Сее покачала головой. Перед глазами стоял изломанный и оплавленный остов диадемы. Вот что случится со мной, если ваша сила коснется меня. Солнце не оставит и пепла, и вы не сможете его остановить.
— Вы не хотите даже попытаться, — голос Иерарха звучал осуждающе, — если вы сами отказываетесь помочь себе, то и мои усилия не имеют смысла.
Аше Сее его уже не слышала. Где-то там, на самой кромке ее сознания, вдруг ярко вспыхнула фиолетовая звездочка. Близко.
В самом сердце гор стояла Башня. Она не была такой высокой, как сияющая Башня Ветров, не поражала воображение красотой каменных узоров Гранатовой Башни и даже ничем не напоминала Синюю Башню, что выглядела так, будто заглянула в мир из-за границы сна. Она казалась затерянной, а временами — покинутой. Но каждый знал, что отыскать ее можно, но только если ты действительно готов это сделать.

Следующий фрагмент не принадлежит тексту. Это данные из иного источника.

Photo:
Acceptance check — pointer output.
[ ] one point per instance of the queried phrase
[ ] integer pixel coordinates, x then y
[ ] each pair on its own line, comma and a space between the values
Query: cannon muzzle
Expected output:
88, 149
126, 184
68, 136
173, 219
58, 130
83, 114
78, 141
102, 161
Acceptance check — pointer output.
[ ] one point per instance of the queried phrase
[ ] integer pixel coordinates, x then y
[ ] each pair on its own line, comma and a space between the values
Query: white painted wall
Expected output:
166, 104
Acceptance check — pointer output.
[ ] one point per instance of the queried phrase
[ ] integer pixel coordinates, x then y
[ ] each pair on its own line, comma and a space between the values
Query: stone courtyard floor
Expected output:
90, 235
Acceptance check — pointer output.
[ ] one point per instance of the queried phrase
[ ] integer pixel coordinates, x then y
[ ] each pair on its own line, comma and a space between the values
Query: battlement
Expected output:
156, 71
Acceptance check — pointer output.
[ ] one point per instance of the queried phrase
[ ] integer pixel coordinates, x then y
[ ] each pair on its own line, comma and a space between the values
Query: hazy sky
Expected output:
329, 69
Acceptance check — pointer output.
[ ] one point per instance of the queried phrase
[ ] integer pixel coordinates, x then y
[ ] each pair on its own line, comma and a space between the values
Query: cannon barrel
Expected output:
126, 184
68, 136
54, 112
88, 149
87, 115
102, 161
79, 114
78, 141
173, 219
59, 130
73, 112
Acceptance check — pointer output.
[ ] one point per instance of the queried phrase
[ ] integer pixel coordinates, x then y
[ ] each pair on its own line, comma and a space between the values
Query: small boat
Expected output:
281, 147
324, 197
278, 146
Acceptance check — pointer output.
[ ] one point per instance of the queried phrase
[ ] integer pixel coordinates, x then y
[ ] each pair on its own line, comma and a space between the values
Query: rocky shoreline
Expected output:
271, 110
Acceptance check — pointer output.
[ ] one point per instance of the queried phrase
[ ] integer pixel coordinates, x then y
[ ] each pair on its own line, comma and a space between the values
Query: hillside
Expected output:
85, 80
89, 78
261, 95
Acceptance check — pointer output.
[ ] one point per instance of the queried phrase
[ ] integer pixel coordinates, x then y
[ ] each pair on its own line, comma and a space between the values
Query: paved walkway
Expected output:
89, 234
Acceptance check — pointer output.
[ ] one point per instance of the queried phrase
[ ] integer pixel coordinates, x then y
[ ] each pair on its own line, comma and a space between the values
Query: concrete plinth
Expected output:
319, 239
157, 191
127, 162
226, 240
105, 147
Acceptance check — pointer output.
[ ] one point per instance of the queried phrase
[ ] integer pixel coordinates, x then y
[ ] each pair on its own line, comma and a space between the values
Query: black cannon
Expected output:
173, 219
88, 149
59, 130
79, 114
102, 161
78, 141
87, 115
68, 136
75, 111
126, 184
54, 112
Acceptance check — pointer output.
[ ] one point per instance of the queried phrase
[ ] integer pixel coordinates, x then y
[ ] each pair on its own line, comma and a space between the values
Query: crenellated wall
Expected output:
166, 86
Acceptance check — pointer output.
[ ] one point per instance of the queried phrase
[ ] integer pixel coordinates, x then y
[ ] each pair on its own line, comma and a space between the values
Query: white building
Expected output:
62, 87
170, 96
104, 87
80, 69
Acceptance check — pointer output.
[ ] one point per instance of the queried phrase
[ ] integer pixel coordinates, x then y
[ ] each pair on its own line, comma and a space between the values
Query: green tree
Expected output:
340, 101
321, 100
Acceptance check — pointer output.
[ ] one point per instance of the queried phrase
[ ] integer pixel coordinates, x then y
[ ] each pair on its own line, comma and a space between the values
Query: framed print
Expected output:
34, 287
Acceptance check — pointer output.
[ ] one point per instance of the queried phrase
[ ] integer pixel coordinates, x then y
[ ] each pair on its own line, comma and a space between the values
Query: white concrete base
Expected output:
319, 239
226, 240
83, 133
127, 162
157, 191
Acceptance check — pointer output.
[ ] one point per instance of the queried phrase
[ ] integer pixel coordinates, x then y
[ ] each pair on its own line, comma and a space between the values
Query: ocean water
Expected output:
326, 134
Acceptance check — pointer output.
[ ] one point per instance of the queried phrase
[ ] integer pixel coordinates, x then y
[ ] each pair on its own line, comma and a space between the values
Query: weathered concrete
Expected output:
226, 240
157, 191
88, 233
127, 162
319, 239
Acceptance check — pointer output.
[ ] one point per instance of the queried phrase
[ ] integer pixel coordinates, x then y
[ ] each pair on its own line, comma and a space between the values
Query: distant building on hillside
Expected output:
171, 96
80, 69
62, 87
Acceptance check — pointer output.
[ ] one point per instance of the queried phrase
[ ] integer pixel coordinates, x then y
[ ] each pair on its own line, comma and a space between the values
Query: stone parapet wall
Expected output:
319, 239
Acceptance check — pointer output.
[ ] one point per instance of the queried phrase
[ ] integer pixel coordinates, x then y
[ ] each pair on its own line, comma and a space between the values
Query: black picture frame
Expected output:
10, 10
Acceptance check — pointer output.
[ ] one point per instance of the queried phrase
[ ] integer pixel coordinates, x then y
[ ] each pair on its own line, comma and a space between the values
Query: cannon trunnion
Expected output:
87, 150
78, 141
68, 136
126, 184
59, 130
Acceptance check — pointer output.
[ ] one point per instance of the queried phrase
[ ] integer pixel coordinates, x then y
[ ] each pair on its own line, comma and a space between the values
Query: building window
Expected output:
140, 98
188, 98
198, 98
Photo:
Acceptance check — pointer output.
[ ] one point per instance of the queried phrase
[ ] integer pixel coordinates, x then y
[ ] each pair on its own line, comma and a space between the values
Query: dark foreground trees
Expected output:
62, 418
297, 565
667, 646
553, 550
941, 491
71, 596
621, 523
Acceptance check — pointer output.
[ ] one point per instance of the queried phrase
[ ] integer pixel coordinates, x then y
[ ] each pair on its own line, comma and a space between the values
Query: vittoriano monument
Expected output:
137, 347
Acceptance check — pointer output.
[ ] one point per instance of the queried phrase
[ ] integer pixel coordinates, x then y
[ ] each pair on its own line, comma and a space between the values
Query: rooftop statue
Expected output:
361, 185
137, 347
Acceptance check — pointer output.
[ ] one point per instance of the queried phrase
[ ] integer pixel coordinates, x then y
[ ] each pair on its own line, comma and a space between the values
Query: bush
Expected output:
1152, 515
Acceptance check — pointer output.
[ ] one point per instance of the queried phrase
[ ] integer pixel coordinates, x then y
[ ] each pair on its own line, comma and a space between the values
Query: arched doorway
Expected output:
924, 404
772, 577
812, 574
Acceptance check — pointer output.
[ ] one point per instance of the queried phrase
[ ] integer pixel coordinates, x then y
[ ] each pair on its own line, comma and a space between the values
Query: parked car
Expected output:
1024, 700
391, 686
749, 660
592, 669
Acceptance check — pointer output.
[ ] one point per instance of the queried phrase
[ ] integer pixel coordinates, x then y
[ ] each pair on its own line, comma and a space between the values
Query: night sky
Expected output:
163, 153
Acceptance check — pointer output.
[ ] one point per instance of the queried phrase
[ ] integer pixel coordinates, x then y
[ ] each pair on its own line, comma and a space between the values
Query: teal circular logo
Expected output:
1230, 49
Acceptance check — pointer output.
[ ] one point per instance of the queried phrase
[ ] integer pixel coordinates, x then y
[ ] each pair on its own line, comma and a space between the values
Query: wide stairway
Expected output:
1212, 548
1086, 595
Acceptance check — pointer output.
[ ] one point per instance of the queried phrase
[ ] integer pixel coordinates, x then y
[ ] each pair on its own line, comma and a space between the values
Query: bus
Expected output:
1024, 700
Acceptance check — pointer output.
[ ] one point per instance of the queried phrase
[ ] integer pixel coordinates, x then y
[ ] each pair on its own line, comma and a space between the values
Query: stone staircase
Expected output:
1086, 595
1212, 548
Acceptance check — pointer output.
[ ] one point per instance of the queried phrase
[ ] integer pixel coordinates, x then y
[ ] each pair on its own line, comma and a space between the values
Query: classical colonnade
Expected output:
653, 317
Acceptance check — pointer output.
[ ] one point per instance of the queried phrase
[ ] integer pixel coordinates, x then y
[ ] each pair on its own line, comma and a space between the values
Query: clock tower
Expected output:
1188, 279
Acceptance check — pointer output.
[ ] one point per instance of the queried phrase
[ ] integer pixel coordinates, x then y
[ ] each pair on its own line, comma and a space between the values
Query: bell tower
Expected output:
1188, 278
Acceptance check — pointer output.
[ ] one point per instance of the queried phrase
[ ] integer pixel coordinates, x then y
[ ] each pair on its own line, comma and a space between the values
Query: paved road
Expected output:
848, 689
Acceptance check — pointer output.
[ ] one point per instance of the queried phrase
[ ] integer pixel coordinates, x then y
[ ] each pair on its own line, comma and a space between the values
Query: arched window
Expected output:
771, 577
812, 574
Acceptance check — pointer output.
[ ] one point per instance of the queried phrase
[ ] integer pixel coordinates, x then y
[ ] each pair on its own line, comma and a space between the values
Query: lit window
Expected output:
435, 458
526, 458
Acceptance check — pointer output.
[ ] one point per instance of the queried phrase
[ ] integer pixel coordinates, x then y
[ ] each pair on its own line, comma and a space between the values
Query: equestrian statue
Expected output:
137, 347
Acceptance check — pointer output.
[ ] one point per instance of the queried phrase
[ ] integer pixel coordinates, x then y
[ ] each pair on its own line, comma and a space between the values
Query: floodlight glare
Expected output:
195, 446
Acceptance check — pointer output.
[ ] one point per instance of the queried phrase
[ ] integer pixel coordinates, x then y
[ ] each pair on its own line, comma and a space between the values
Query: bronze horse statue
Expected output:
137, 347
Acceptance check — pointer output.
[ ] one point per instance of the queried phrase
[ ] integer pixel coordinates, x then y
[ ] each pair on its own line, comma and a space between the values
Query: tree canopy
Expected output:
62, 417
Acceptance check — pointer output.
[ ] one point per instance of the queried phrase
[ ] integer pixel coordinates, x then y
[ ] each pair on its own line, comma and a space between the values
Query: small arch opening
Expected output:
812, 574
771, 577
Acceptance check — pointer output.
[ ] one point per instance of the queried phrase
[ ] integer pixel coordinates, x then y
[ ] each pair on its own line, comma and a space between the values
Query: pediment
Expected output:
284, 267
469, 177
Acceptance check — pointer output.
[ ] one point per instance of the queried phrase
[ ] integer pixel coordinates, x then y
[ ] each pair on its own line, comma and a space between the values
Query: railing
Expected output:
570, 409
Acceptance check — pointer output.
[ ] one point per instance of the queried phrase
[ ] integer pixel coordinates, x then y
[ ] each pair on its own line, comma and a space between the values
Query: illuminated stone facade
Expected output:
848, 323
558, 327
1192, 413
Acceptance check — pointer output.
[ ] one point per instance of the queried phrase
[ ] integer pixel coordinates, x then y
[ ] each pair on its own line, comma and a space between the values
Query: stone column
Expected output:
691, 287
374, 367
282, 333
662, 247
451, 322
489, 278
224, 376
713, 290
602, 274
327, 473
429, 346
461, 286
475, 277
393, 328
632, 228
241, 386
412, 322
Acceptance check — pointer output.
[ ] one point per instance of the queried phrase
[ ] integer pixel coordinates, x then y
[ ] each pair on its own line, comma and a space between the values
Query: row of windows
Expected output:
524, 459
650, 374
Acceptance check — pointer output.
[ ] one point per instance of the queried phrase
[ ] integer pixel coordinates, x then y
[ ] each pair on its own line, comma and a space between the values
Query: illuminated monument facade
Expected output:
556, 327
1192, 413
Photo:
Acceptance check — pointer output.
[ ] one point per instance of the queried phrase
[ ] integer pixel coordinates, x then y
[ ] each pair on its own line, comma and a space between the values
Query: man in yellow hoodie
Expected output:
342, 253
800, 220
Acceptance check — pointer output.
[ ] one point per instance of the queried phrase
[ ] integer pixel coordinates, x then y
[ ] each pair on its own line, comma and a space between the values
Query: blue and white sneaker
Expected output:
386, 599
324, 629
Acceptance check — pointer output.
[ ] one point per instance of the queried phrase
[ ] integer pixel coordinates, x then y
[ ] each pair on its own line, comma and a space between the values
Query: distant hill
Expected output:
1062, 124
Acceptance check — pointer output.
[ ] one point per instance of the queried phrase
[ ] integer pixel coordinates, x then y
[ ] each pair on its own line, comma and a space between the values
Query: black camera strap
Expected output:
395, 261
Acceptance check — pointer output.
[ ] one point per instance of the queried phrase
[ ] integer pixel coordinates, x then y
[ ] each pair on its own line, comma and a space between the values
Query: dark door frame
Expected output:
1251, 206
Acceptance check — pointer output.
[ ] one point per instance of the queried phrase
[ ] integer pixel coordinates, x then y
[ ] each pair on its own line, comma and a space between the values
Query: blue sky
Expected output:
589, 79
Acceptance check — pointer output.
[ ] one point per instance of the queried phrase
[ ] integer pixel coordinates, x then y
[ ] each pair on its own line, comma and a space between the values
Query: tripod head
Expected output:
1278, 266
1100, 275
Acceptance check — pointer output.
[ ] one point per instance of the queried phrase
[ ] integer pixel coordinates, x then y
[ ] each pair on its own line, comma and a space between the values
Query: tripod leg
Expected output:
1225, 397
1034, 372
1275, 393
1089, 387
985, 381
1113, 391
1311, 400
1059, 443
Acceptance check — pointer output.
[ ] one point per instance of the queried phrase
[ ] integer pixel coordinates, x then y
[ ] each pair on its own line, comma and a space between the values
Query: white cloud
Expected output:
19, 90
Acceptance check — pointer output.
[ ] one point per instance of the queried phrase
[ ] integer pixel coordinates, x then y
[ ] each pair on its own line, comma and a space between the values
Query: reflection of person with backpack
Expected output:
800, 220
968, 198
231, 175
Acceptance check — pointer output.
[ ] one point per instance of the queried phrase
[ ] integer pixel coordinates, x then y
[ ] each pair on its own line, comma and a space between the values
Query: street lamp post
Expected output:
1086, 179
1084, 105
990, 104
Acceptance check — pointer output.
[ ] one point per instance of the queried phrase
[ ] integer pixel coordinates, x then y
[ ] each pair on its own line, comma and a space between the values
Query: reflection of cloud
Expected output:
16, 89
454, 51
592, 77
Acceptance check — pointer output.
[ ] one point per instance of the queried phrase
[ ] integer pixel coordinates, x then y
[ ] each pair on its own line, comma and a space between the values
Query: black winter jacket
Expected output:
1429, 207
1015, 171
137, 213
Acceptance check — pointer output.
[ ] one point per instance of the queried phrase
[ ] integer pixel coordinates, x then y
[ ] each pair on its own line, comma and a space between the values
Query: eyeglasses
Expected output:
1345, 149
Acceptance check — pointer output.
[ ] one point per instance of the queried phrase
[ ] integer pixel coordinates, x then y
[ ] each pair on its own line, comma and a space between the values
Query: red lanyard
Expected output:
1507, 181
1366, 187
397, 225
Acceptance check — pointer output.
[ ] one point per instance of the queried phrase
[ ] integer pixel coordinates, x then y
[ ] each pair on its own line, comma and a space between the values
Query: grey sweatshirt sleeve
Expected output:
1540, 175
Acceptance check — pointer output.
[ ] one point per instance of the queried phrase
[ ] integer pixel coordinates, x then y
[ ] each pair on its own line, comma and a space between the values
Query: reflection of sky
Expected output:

Многие смельчаки отправлялись к Башне: хотели они задать вопросы и получить ответы, но лишь у немногих получалось до нее добраться. Кто-то путался в горных дорогах и возвращался обратно по своим собственным следам, кого-то настигали дикие звери, а кто-то сам не замечал, как шагал в пропасть или тонул в стремнине быстрых рек. Башня стояла и ждала, а ворота ее всегда были широко распахнуты.
Говорили, что в Башне живет Видящий, которому ведомо прошлое, настоящее и будущее, что он читает ответы в туманных зеркалах и всегда знает, кто же придет к его Башне, потому что время не властно над ним, и он существует везде и нигде одновременно.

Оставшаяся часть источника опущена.